A History of God
- Author: Karen Armstrong
- Subject: History of religions
- Publisher: Alfred A. Knopf
- Publication date: 1993
- Pages: 460
- ISBN: 0-345-38456-3
- OCLC: 150223350

= A History of God =

1993 non-fiction book by Karen Armstrong

A History of God is a book by Karen Armstrong that was published by Knopf in 1993. It details the history of the three major monotheistic traditions, Judaism, Christianity and Islam, along with some details on Buddhism and Hinduism. The evolution of the idea of God is traced from its ancient roots in the Middle East up to the present day.

==Summary==

===Judaism===
Armstrong begins with the rise of the cult of Yahweh (Jahweh), one of the deities of Canaan. According to Armstrong, the cult of Yahweh consisted of a variety of ethnic groups that migrated to Canaan in three waves. These groups were united by their loyalty to Yahweh. Yahweh was unique in the ancient Middle East in that he actually participated in the profane lives of his worshipers.

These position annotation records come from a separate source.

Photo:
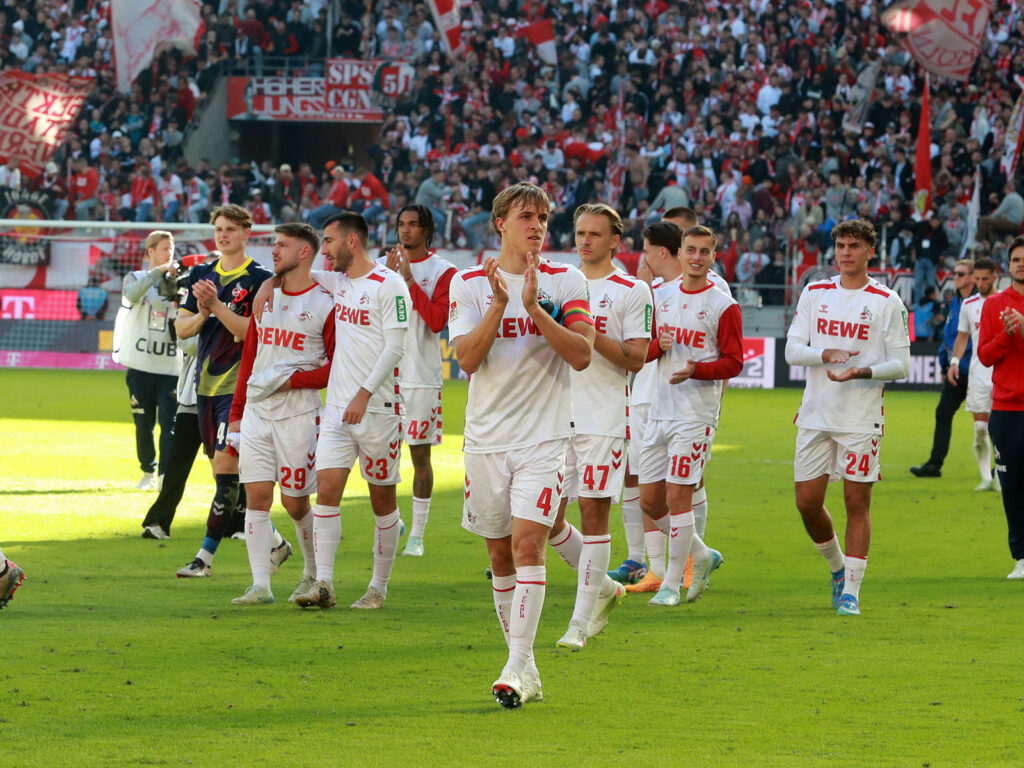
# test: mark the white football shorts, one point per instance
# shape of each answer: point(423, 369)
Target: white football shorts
point(675, 452)
point(850, 456)
point(423, 416)
point(282, 451)
point(524, 483)
point(594, 467)
point(375, 441)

She then examines the sources of the Pentateuch by way of the four authors or groups of authors, known according to the documentary hypothesis as J, E, P and D. Moreover, she explores some of the textual tensions that exist in the Pentateuch as a result of the theological tensions between these authors, or groups of authors. For Armstrong, this tension can be seen in, for example, the contrasting accounts of theophanies. The Jahwist (J) writes of very "intimate" encounters between Abraham and Yahweh, while the Elohist (E) "prefers to distance the event and make the old legends less anthropomorphic."

There follows an examination of the major Israelite prophets, including Isaiah, second Isaiah, Hosea and Ezekiel, and the contribution each made to the Jewish conception of God.

===Christianity===
Armstrong then turns to the stories attributed to the life of Jesus. She identifies his roots in the Pharisaic tradition of Hillel the Elder and his effect on the Jewish conception of a god. The death of Jesus and its attendant symbolism are examined, including the various constructions others, most notably Paul, have placed upon these events.

The book explores the rise of trinitarianism, leading to the Nicene Creed, and traces the evolution of the Christian conception of God and the Trinity in the respective Eastern and Western traditions.

Armstrong discusses the rise of modern Christian religiosity, in particular the Protestantism of Martin Luther and John Calvin.

===Islam===
The rise of Islam and its appreciation of the nature of God are examined. Armstrong analyzes how modern Shia Islam, with its emphasis upon social action in the service of Allah, the Islamic prophet Muhammad, and the Shia Imams, was a key factor that brought about the Iranian Revolution of 1979.

Subsequent chapters examine respectively both philosophical approaches to the idea of God, and the mystical relationship with God.

===Conclusion===
The final chapters examine the notion of the Death of God and the idea of God in a post-modern world.